OAI / OpenAPI-Specification

The OpenAPI Specification Repository
https://openapis.org
Apache License 2.0
29k stars 9.07k forks source link

(De-)Serializing null, required, and empty values ins OAS parameters #2037

Closed bodawei closed 4 months ago

bodawei commented 5 years ago

(De-)Serializing null, required, and empty values ins OAS parameters

At a couple points in the last year, I've tried to understand how to serialize and deserialize parameter values based on an OAS definition. The mainstream cases are all very straightforward (which is great). However, I'm trying to write a generalized processor using an arbitrary OAS definition as a guide, and there are "corners" of the spec that are not immediately clear how to interpret.

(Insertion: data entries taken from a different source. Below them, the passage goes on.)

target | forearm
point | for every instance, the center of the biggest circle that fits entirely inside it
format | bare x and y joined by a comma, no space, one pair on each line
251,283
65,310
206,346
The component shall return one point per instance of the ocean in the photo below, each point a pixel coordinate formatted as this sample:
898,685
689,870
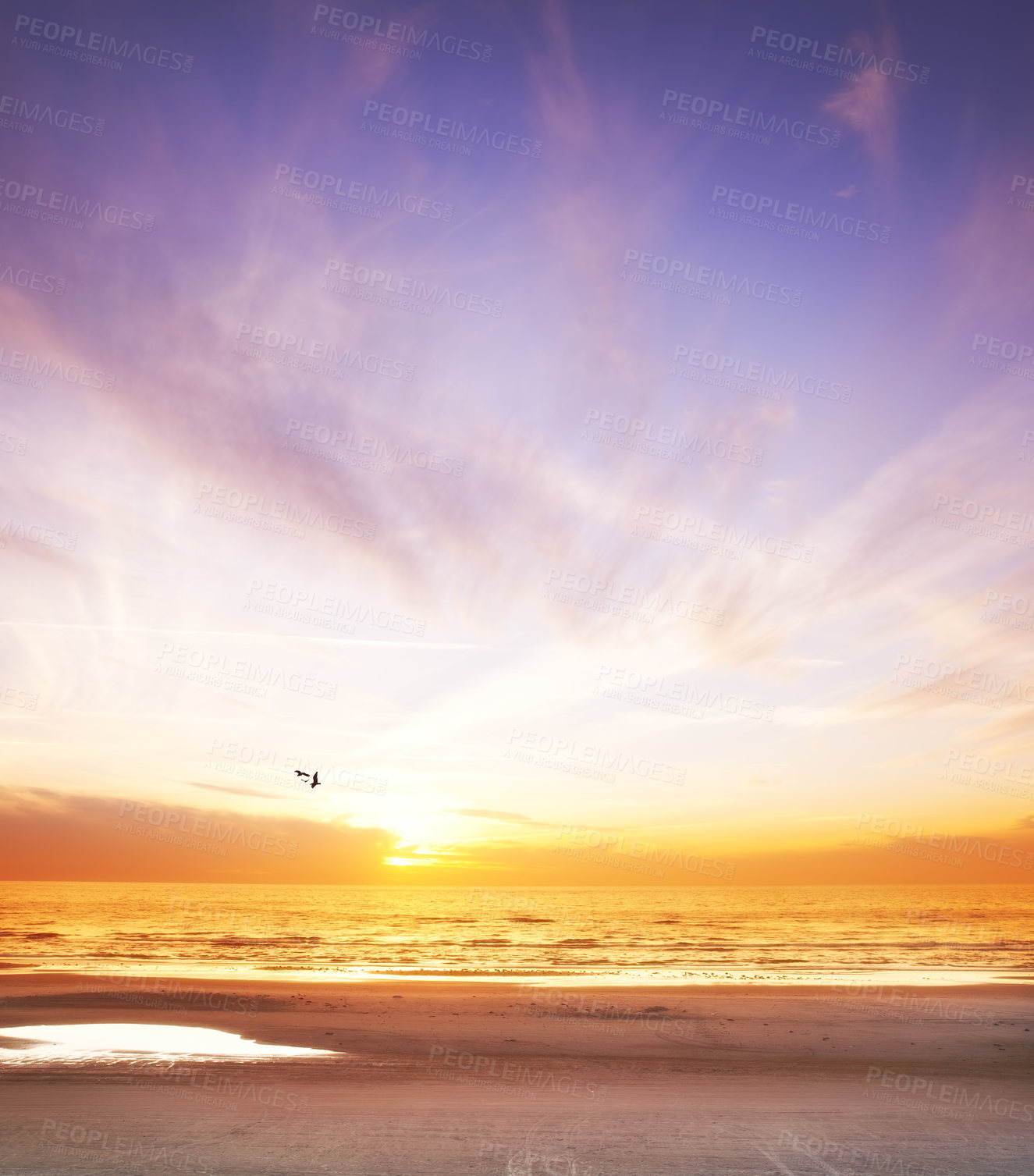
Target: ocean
613,935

This document summarizes my understanding. I think OAS is both great and really handy, so I'm hoping that by writing it down in this much detail, it will lead others to point out flaws in my thinking, or guide others who are struggling with the same questions ( e.g. issue #1915 ). Or both!

A detailed summary exists in the "Parameter serialization" section, further below.

Preliminaries

Materials

Ideas

I tend to think of all the data (payloads and parameters) as having a canonical representation in a JSON-compatible structure (by that I mean, a data structure exactly representable by a JSON string). While I don't like positing abstract intermediate systems, I find it helps reasoning about the translation from an application's own data structures to the world that the OAS specification defines, and from that to the final serialization format (JSON, application/x-www-form-urlencoded, RFC6570, etc). In particular, the path from application to the canonical representation is largely outside of the scope of my discussion here. That transformation, itself, is arbitrarily complex and not knowable by anyone but the developers of that application. My discussion here is focused on going from that JSON-compatible representation to a serialized format and back.

empty

A notion that is important to think about here is that of "empty". This emerges from RFC6570, and simply means a string with 0 elements (characters/octets). RFC6570 appears to only work with strings, lists/arrays of strings, or associative arrays (key/value pairs) and undef (discussed below). As such, to understand empty, you must first serialized your values into strings (and the elements of a list to strings, and the values of your key/value pairs into strings). Given the OAS data types, the only values that can be empty are those with type/formats string (with no format), or string/byte, string/binary, string/password.

undef

RFC6570 also has a notion of "undef". This is not explicitly named in the OAS spec, but it seems unambiguous that it plays an important part in parameter (de-)serialization. It is described (in section 2.3 of RFC6570) as:

An expression MAY reference variables that are unknown to the template processor or whose value is set to a special "undefined" value, such as undef or null. Such undefined variables are given special treatment by the expansion process (Section 3.2.1).

Furthermore:

A variable defined as a list value is considered undefined if the list contains zero members. A variable defined as an associative array of (name, value) pairs is considered undefined if the array contains zero members or if all member names in the array are associated with undefined values.

In our JSON-compatible abstract data structure, this means null, [], {}, and { foo: null } are all "undef" for RFC6570 purposes.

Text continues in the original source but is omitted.